Prepare RPMs required by ossec:
libprelude-0.9.24-3.el5.x86_64.rpm ossec-hids-2.5.1-2.x86_64.rpm ossec-hids-server-2.5.1-2.x86_64.rpm ossec-hids-client-2.5.1-2.x86_64.rpm
Install the main ossec RPMs:
On the ossec server:
yum localinstall libprelude-0.9.24-3.el5.x86_64.rpm hids-2.5.1-2.x86_64.rpm ossec-hids-server-2.5.1-2.x86_64.rpm
On the ossec agent:
yum localinstall libprelude-0.9.24-3.el5.x86_64.rpm hids-2.5.1-2.x86_64.rpm ssec-hids-client-2.5.1-2.x86_64.rpm
Make symbolic link on ossec server and agent:
ln -s /etc/init.d/ossec-hids /usr/bin/
Edit ossec.conf, make sure fill this property base on your environment:
On the server:
[root@ossec ~]#vi /var/ossec/etc/ossec.conf <global> <email_notification>yes</email_notification> <email_to>root@localhost</email_to> <smtp_server>127.0.0.1</smtp_server> <email_from>ossec@asyx.com</email_from> </global>
On the agent:
[root@client ~]#vi /var/ossec/etc/ossec.conf <client> <server-ip>192.168.0.2</server-ip> # make sure this your ossec server IP. </client>
Generate key for new agent:
Add agent on the ossec server
[root@ossec ~]# /var/ossec/bin/manage_agents **************************************** * OSSEC HIDS v2.5.1 Agent manager. * * The following options are available: * **************************************** (A)dd an agent (A). (E)xtract key for an agent (E). (L)ist already added agents (L). (R)emove an agent (R). (Q)uit. Choose your action: A,E,L,R or Q: A - Adding a new agent (use '\q' to return to the main menu). Please provide the following: * A name for the new agent: client.ossec.net * The IP Address of the new agent: 192.168.1.3 * An ID for the new agent[001]: 001 Agent information: ID:001 Name:client.ossec.net IP Address:192.168.1.3 Confirm adding it?(y/n): y Agent added.
Extract key for an agent
**************************************** * OSSEC HIDS v2.5.1 Agent manager. * * The following options are available: * **************************************** (A)dd an agent (A). (E)xtract key for an agent (E). (L)ist already added agents (L). (R)emove an agent (R). (Q)uit. Choose your action: A,E,L,R or Q: E Available agents: ID: 001, Name: client.ossec.net, IP: 192.168.1.3 Provide the ID of the agent to extract the key (or '\q' to quit): 001 Agent key information for '001' is: MDAxIGNsaWVudC5vc3NlYy5uZXQgMTkyLjE2OC4xLjMgZTIxN2E0MzU1Nzg2OWNmNTdhNTAxYzNlOGFjZTQ4ZTViMTU2MjhkY2ZjMjViYmYwYWMyMDI4OGViMGFhMDg3Nw== ** Press ENTER to return to the main menu.

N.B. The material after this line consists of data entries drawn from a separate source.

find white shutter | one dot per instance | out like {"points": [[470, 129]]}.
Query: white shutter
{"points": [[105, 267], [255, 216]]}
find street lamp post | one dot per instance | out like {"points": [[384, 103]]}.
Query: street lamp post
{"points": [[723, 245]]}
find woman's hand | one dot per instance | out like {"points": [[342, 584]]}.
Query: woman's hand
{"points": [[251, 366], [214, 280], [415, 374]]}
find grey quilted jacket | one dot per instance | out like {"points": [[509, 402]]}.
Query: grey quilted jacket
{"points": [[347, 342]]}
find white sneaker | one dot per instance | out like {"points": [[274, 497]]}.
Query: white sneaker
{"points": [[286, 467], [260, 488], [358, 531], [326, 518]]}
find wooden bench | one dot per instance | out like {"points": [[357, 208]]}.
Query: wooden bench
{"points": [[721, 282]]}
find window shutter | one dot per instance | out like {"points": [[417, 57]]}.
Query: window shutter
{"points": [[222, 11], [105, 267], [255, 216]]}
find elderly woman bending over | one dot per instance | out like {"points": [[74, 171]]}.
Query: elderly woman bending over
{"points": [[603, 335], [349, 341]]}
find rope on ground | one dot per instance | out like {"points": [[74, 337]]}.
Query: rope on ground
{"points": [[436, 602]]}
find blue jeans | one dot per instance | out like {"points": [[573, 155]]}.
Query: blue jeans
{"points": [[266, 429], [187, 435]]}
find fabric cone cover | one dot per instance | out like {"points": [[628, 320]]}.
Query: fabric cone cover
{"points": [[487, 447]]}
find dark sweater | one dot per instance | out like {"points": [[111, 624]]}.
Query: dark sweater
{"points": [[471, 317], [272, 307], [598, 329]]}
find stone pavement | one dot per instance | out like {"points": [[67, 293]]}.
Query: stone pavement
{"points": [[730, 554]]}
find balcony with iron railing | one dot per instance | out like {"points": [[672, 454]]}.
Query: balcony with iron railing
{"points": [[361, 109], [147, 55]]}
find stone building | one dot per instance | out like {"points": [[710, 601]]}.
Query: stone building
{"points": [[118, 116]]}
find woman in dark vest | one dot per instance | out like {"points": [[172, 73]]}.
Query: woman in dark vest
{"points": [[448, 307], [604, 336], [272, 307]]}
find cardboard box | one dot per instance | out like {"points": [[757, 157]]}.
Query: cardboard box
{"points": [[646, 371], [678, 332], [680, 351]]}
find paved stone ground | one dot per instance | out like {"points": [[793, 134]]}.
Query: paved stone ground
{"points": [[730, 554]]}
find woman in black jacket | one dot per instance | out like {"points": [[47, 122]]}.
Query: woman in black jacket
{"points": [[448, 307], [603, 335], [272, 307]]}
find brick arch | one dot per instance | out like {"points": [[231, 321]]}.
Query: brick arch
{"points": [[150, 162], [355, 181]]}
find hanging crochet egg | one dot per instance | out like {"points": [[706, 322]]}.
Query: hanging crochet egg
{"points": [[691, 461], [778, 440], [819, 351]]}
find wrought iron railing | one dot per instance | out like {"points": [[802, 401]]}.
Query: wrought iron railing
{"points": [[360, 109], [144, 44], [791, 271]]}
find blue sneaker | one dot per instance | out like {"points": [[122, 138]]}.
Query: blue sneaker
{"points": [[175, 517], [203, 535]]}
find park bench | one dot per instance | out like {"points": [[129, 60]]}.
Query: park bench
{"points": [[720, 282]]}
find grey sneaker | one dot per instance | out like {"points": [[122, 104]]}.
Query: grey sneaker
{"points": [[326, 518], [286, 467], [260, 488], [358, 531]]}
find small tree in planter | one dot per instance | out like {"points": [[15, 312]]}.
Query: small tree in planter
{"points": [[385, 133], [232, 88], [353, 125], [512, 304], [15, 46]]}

press q button for quit from ossec Agent manager
On the ossec agent
[root@client ~]# /var/ossec/bin/manage_agents
**************************************** * OSSEC HIDS v2.5.1 Agent manager. * * The following options are available: * **************************************** (I)mport key from the server (I). (Q)uit. Choose your action: I or Q: I * Provide the Key generated by the server. * The best approach is to cut and paste it. *** OBS: Do not include spaces or new lines. Paste it here (or '\q' to quit): MDAxIGNsaWVudC5vc3NlYy5uZXQgMTkyLjE2OC4xLjMgZTIxN2E0MzU1Nzg2OWNmNTdhNTAxYzNlOGFjZTQ4ZTViMTU2MjhkY2ZjMjViYmYwYWMyMDI4OGViMGFhMDg3Nw== Agent information: ID:001 Name:client.ossec.net IP Address:192.168.1.3 Confirm adding it?(y/n): y Added. ** Press ENTER to return to the main menu.
press q button for quit from ossec Agent manager
note: Libprelude is the Prelude library. Prelude is a Universal "Security Information Management" (SIM) system. Prelude collects, normalizes, sorts, aggregates, correlates and reports all security-related events independently of the product brand or license giving rise to such events; Prelude is "agentless".